De Kock said, "I can't wait to train him. This is a wonderful opportunity to compete at the highest level with a top horse and my thanks go to Coolmore and the syndicate (that has sold him)." It will be a few weeks before Mars moves from Ireland to the Abington Place stables in Newmarket where De Cock’s British runners are based.
The trainer was on the lookout for a top-class jockey after Christophe Soumillon was ruled out of York's meeting next week through suspension. He quickly signed up Frankie Dettori to ride Shea Shea in the Group 1 Coolmore Nunthorpe Stakes. The ride will give Dettori his best chance of a Group 1 success since he return to riding in May this year. The opportunity couldn't come at a better time for the Italian, as so far this month he's ridden seven winners and 12 placed horses from 33 rides.
Dettori said, "I've ridden for Mike in Dubai. He asked me to ride Shea Shea and he's a great ride to have. At the moment he's the only one I can think of in the big races next week, although I’ve plenty in the handicaps." The trainer was optimistic that his horse would justify favouritism in the race. He said on his website, "He's doing well and he should be at his best for the race.
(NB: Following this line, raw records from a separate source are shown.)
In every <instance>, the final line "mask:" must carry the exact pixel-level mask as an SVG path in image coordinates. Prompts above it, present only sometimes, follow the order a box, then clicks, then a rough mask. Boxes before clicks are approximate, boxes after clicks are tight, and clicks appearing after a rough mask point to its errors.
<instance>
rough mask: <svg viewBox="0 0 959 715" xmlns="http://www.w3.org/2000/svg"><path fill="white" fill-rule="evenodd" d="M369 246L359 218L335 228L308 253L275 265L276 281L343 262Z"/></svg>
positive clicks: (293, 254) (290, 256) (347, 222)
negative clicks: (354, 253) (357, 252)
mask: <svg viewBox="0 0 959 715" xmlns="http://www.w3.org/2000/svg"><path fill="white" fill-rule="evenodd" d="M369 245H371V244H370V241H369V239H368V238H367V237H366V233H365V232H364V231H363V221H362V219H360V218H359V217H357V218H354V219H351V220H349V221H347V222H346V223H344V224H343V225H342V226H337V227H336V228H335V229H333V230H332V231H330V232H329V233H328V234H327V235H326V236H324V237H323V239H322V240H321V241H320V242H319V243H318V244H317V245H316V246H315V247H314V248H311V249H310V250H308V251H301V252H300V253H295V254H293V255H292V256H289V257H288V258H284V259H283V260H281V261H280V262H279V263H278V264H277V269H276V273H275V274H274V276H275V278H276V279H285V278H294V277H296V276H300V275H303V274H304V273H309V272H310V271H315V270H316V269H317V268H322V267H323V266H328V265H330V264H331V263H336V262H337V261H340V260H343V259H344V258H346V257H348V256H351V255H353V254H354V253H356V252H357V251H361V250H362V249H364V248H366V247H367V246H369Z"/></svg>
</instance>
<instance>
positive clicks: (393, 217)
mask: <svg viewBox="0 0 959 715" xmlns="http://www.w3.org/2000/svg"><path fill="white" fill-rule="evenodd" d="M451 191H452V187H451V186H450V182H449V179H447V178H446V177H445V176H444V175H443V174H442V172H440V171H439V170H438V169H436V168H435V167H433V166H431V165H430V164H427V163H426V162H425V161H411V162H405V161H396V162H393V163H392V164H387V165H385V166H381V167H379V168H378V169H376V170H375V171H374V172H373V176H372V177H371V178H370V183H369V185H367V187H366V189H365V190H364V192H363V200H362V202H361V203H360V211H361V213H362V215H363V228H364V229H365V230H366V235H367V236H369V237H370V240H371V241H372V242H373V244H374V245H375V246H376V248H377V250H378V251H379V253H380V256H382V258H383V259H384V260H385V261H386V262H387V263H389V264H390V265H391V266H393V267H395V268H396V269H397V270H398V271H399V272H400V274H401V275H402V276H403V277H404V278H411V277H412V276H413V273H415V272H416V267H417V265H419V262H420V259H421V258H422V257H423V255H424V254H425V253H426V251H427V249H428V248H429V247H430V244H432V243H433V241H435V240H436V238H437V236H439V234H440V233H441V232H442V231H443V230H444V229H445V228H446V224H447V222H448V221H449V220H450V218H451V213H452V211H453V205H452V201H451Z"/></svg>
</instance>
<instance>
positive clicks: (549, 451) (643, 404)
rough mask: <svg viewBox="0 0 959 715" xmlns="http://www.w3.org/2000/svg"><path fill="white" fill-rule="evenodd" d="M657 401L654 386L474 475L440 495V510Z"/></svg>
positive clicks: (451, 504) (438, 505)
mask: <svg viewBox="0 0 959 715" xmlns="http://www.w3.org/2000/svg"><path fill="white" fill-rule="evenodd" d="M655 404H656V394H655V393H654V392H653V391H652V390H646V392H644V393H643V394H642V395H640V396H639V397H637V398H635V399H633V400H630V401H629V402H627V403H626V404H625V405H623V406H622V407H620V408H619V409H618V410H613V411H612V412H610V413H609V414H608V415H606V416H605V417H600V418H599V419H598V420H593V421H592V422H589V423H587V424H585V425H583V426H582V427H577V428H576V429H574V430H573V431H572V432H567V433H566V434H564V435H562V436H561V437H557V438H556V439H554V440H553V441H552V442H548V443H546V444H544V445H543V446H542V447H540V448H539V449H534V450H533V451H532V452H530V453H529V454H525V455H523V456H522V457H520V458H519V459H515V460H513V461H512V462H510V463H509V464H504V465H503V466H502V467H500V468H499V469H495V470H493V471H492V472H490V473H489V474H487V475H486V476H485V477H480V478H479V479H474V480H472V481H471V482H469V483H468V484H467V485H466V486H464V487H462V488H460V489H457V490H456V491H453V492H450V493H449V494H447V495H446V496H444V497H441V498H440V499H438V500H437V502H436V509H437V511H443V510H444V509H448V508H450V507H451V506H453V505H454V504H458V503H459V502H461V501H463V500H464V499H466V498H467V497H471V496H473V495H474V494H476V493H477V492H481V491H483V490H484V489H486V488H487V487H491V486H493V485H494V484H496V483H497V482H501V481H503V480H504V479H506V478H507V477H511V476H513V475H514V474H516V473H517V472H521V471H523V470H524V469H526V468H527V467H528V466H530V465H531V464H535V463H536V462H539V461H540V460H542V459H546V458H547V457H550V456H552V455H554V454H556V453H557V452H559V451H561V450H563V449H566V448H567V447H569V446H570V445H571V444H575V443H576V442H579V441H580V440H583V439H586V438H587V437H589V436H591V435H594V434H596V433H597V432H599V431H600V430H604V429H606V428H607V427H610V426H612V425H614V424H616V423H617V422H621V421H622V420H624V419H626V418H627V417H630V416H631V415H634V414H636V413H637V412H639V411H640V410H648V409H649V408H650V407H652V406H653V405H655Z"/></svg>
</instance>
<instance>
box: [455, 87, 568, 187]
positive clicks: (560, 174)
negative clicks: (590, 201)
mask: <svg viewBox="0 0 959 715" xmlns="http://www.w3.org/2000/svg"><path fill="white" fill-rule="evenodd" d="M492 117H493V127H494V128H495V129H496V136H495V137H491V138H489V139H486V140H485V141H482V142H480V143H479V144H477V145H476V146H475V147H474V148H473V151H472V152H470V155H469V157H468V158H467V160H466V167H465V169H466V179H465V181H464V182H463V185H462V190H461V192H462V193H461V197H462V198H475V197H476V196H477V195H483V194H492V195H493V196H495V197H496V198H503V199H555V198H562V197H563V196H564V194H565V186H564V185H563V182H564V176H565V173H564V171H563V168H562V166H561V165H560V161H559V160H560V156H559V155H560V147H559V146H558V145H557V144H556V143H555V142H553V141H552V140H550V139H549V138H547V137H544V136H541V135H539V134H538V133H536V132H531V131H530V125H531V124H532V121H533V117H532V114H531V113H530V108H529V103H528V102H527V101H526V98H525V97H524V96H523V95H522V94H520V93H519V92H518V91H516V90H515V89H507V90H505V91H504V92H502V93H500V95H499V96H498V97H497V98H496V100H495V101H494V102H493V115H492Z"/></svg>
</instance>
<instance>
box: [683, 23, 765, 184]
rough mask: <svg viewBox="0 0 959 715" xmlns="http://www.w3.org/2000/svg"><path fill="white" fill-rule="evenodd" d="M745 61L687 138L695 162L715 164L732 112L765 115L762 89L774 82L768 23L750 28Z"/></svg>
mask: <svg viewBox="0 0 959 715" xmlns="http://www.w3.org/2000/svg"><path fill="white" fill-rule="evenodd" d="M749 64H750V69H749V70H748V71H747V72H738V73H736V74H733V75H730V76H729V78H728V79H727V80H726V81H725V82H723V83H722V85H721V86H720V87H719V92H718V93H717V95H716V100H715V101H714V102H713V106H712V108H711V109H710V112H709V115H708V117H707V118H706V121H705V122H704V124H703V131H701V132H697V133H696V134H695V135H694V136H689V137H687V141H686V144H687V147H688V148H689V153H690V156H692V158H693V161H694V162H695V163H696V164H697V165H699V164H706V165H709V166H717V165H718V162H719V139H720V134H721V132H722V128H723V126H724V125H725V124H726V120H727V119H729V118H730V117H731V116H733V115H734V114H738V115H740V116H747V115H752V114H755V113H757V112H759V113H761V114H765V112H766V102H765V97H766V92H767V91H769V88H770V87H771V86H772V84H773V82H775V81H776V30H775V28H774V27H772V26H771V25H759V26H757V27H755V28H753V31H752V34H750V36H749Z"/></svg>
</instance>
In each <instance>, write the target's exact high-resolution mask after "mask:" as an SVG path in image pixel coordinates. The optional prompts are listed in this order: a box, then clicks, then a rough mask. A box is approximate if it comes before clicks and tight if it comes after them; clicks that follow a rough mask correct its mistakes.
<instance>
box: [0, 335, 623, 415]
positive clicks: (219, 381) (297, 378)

It's an easier five furlongs than at Ascot, where he was beaten late by Sole Power, so we're hoping it will suit him perfectly."
De Kock's problems with the Turkish authorities relate to The Apache, which the trainer wanted to run in the Topkapi Stakes in Istanbul next month. The Apache has done most of his racing in South Africa, and like every racehorse there has been vaccinated for African Horse Sickness. Turkish government rules do not allow entry to horses vaccinated for the disease. Yet, De Kock trained the winner of this race two years ago with Musir, who had been similarly vaccinated, but appears to have escaped a ban because he had been bred in Australia. He branded the decision "senseless."
Racing South Africa’s chief executive Peter Gibson has taken up the cudgels on behalf of the trainer with his counterpart in the Turkish Jockey Club. In a letter he said, "I have requested the South African Veterinary Authority to communicate with the Turkish veterinary authority in this regard, but would appreciate the Jockey Club of Turkey taking this up with your authority as a matter of urgency. Without the intervention of the industry, there will be no drive to rectify what is clearly an unscientific and irrelevant import condition."